Multiple AI technologies can be used in tandem for particularly creative results. Companies like DataGrid and Rosebud.ai have developed AI technology that allows advertisers to utilize completely artificial models that are almost indistinguishable from real, human models. These virtual models can be used as actors in commercials, or as fashion models for brands. You could even showcase fashion products on a generated model that looks identical to the viewer, letting the viewer know how those items would look on them specifically. The possibilities are almost endless. Albert.ai is another AI brand, one that autonomously plans and executes paid search and social media campaigns. Tech company OpenAI (co-founded by Elon Musk) launched the AI tool “GPT-3,” which can write copy so well that it’s hard to tell that the text wasn’t written by an actual human. Using tools like these, brands can save advertising costs, allowing smaller brands the ability to make advertisements that rival the quality of larger brands.
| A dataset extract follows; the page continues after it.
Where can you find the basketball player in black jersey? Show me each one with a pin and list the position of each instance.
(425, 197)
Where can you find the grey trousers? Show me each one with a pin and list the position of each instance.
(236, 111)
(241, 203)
They will also be able to experiment with more creative advertising, since the cost to experiment will be much lower than using traditional methods.
However, the technology isn’t all AI generated roses. For example, according to Google’s Search Advocate John Mueller, content automatically generated with AI writing tools is considered spam and against webmaster guidelines. It is possible platforms will begin banning AI generated content in the future, which would certainly dampen the technology’s potential. As of now though, no ban exists for this emerging technology, and platforms like Google are unable to detect if ads were AI generated or human created. Another concern is that AI generation tools might lead to a stall in the advertising job market, as many traditional roles are replaced with AI counterparts. However, it is also possible that freeing advertisers from the more tedious aspects of ad creation will have a positive effect, allowing them to spend more time and resources on more creative pursuits. This could lead to higher quality advertising for consumers, and more high-level positions for prospective advertisers. A more pressing fear is that AI generated content might lead to empty, uncreative, repetitive advertising. This could further crowd an already crowded market, and could erode brand trust with consumers, if the technology is used to generate low-quality content.
Despite these potential pitfalls though, the future of AI generated content is going to be too lucrative to ignore. Advertisers that learn how to put these new tools to work for them will enjoy an advantage over brands who aren’t able to capitalize on the power of generated content. And as this technology matures, that will only increasingly be the case. Even as it stands now, if some parts of this paper were AI generated using the tools currently available, would you be able to tell?